The Past and Future of Detached Double White Dwarfs with Helium Donors

TL;DR

This paper develops a modeling method for the evolution of detached double white dwarf binaries with helium donors, emphasizing the role of hydrogen fusion and CNO flashes in their evolution and potential to predict system conditions.

Contribution

It introduces a combined stellar and orbital evolution model that accounts for hydrogen fusion and CNO flashes, improving understanding of DWD systems' evolutionary history.

Findings

Hydrogen fusion significantly influences donor evolution.

CNO flashes affect the ability to constrain evolutionary history.

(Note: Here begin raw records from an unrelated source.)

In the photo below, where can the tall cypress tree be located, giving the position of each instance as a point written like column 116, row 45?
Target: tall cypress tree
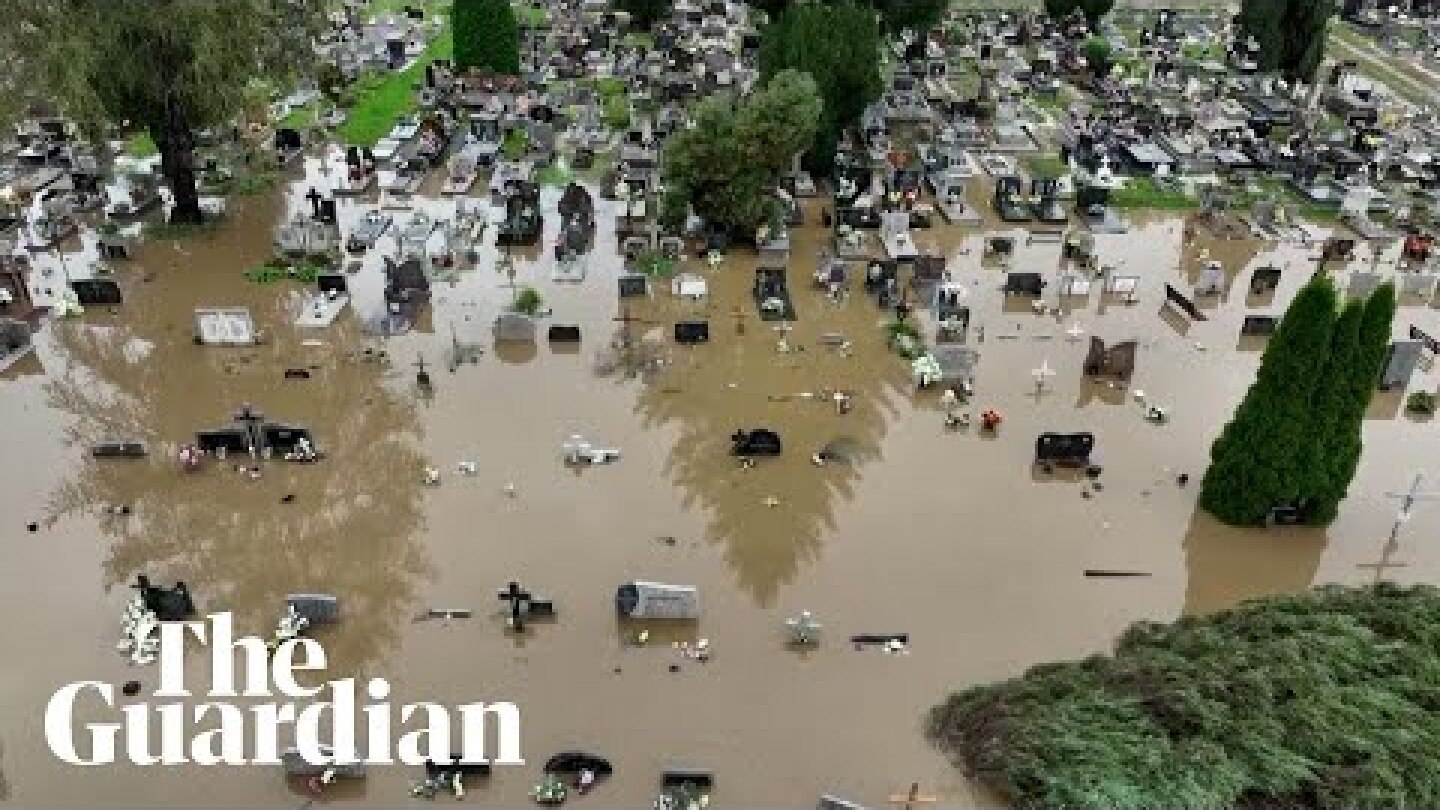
column 1266, row 454
column 1334, row 401
column 840, row 48
column 1290, row 33
column 1354, row 375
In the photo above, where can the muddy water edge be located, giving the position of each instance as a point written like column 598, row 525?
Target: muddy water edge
column 949, row 536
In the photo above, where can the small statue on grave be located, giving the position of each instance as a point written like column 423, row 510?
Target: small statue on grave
column 804, row 629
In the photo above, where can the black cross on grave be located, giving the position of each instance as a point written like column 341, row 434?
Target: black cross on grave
column 523, row 606
column 254, row 423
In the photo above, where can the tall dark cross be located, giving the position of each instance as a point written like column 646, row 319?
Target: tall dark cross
column 254, row 423
column 519, row 600
column 1407, row 503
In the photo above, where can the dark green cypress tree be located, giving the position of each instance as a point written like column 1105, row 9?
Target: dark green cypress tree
column 1290, row 33
column 1332, row 404
column 1354, row 375
column 487, row 36
column 1266, row 456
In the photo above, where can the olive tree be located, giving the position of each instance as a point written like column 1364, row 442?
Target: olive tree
column 167, row 67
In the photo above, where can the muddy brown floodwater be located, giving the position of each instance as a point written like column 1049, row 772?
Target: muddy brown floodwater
column 948, row 536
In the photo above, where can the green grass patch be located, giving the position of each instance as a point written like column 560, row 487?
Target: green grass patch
column 272, row 273
column 1145, row 193
column 164, row 229
column 140, row 144
column 514, row 144
column 617, row 113
column 386, row 101
column 609, row 87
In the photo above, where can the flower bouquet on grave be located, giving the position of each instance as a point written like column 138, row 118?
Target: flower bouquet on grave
column 550, row 790
column 683, row 797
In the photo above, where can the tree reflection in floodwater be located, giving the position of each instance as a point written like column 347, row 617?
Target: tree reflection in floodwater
column 347, row 525
column 769, row 519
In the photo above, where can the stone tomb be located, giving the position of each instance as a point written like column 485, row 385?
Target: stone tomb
column 225, row 326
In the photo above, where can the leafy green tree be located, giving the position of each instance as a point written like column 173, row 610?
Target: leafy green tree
column 1357, row 361
column 730, row 162
column 1098, row 54
column 1093, row 10
column 167, row 67
column 838, row 46
column 487, row 36
column 1265, row 456
column 645, row 13
column 1319, row 701
column 1289, row 33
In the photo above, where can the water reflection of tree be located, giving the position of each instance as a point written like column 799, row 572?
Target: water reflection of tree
column 234, row 541
column 1226, row 565
column 766, row 545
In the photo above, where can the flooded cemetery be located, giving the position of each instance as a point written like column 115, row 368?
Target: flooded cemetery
column 725, row 512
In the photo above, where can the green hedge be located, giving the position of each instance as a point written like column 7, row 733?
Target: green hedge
column 487, row 36
column 1321, row 701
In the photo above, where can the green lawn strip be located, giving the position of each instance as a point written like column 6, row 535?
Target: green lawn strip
column 1144, row 193
column 140, row 144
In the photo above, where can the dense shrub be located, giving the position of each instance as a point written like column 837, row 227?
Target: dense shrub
column 1325, row 701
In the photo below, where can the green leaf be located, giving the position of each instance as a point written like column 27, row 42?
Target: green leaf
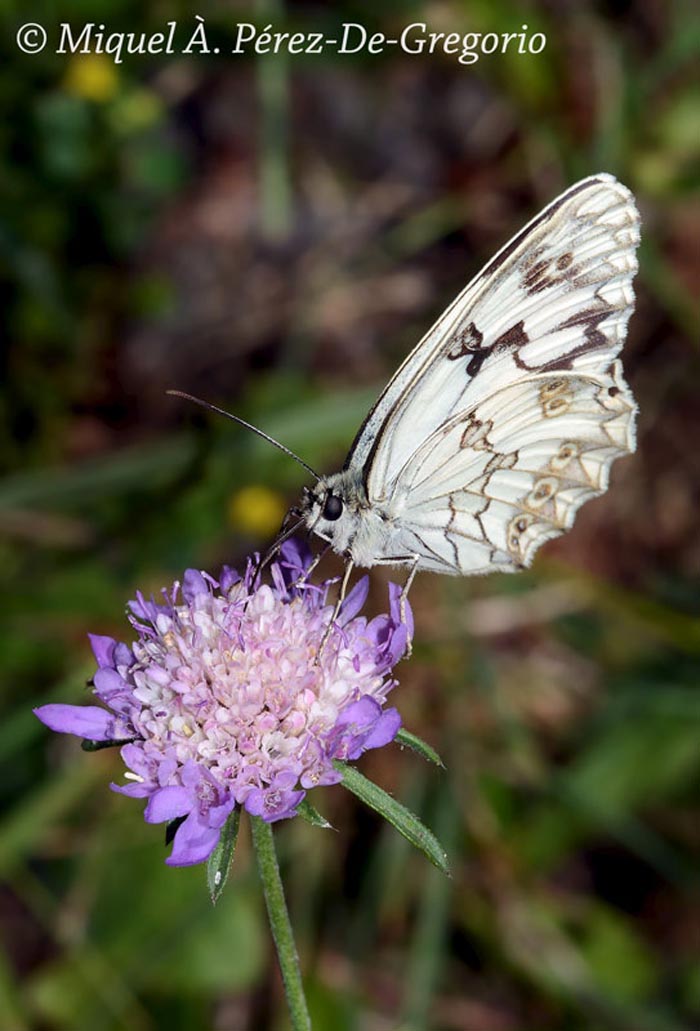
column 312, row 817
column 220, row 861
column 405, row 738
column 398, row 816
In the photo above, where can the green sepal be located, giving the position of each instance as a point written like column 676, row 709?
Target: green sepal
column 398, row 816
column 219, row 863
column 420, row 746
column 312, row 817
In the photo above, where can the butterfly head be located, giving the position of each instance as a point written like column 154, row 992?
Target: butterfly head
column 330, row 509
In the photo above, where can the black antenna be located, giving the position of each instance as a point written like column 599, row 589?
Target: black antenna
column 248, row 426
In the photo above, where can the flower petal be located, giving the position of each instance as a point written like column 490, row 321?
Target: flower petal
column 384, row 731
column 193, row 585
column 168, row 803
column 194, row 842
column 354, row 601
column 85, row 721
column 272, row 804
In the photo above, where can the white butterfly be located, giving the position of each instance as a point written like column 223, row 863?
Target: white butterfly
column 507, row 414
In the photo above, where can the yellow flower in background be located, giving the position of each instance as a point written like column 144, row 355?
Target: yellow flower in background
column 92, row 76
column 257, row 510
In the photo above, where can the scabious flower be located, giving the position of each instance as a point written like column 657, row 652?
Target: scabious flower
column 226, row 697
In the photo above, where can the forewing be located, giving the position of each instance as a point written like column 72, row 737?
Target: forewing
column 509, row 412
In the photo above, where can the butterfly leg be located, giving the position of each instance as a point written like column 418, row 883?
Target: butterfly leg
column 314, row 562
column 349, row 566
column 403, row 598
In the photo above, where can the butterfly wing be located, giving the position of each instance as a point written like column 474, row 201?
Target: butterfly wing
column 509, row 412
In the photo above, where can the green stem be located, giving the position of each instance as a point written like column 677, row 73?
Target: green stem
column 279, row 923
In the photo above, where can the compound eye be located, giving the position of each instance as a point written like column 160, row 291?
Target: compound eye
column 332, row 507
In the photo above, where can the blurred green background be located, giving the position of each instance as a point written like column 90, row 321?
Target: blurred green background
column 274, row 234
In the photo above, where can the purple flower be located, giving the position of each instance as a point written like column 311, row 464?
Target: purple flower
column 224, row 698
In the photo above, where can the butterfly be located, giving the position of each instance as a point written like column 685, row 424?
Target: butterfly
column 508, row 413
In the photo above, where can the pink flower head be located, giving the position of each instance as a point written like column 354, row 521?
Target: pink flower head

Models can predict conditions at reattachment for various donor masses.

Abstract

We present a method for modeling the evolution of detached double white dwarf (DWD) binaries hosting helium donors from the end of the common envelope (CE) phase to the onset of Roche Lobe overflow (RLOF). This is achieved by combining detailed stellar evolution calculations of extremely low mass (ELM) helium WDs possessing hydrogen envelopes with the the orbital shrinking of the binary driven by gravitational radiation. We show that the consideration of hydrogen fusion in these systems is crucial, as a significant fraction ($\approx$50%) of future donors are expected to still be burning when mass transfer commences. We apply our method to two detached eclipsing DWD systems, SDSS J0651+2844 and NLTT-11748, in order to demonstrate the effect that carbon-nitrogen-oxygen (CNO) flashes have on constraining the evolutionary history of such systems. We find that when CNO flashes are absent on the low mass WD ($M_{2}$ < $0.18 M_{\odot}$), such as in NLTT-11748, we are able to self consistently solve for the donor conditions at CE detachment given a reliable cooling age from the massive WD companion. When CNO flashes occur (0.18 $M_{\odot}$ < $M_{2}$ < 0.36 $M_{\odot}$), such as in SDSS J0651+2844, the evolutionary history is eradicated and we are unable to comment on the detachment conditions. We find that for any donor mass our models are able to predict the conditions at reattachment and comment on the stabilizing effects of hydrogen envelopes. This method can be applied to a population of detached DWDs with measured donor radii and masses.